The four accused are each charged with conspiracy to commit wire fraud and conspiracy to commit money laundering, each of which carries a maximum penalty of 20 years in prison.
President Trump speaking to reporters at the White House on Thursday distanced himself from his former adviser.
"I feel very badly. I haven't been dealing with him for a very long period of time," Trump said. "I don't like that project, I think it was a project being done for showboating reasons."
Trump said thought it was "inappropriate" to finance the border wall with private funds.
The indictment alleges that the men routed donor funds through a non-profit organisation and a shell company "among other avenues" to shield the payment from We Build the Wall
The three are innocent until proven guilty, the US Attorney's Office statement said, reiterating a founding principle of the US criminal justice system.
The We Build The Wall website claims 500,000 people have donated and $25m has been raised.
Donald Trump Jr called the organisation "private enterprise at its finest", "faster, better, cheaper" and saying "what you guys are doing is pretty amazing," in a testimonial on the group's website.
Trump's signature effort to build a wall along the US-Mexico border - a key 2016 campaign promise - has struggled amid court challenges, logistical hurdles and opposition from Democrats in Congress.
Trump repeatedly promised that Mexico would pay for the wall in 2016 campaign speeches.
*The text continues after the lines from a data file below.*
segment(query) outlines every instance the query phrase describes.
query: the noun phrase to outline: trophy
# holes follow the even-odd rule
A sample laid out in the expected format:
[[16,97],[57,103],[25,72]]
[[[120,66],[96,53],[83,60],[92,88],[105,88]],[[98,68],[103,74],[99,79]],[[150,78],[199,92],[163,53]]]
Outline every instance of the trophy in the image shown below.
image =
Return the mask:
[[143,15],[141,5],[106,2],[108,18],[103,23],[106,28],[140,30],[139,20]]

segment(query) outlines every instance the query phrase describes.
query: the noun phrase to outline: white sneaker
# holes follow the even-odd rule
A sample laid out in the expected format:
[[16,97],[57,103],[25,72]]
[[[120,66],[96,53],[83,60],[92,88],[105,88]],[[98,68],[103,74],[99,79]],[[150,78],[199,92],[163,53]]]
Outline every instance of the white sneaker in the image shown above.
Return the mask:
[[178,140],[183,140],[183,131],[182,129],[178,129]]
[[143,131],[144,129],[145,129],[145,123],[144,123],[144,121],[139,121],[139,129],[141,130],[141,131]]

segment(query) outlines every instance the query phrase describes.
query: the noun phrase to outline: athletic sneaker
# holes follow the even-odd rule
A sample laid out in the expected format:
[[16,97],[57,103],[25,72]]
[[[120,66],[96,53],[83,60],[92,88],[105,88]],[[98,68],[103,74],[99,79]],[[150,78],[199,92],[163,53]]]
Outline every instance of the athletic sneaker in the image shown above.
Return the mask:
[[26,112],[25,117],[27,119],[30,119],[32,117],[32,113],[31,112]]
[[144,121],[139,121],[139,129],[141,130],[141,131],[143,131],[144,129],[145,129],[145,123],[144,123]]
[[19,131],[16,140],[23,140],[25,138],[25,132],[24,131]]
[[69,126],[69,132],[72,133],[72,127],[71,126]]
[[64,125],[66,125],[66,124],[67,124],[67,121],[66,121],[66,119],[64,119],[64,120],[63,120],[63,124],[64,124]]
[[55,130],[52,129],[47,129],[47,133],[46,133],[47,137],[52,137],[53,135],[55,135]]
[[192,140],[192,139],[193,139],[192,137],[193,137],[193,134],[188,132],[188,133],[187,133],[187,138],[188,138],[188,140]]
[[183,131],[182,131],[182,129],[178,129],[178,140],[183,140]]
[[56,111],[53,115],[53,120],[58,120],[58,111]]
The charges against Bannon are being handled by the same federal office that prosecuted Trump's former personal lawyer, Michael Cohen, and is investigating his current lawyer, Rudolph Giuliani. The office's top prosecutor, Geoffrey Berman, was abruptly removed by Attorney General William Barr earlier this year.
The charges were announced on the same day that Trump faced another legal setback, with a judge dismissing his lawsuit trying to shield his personal and corporate tax records from release.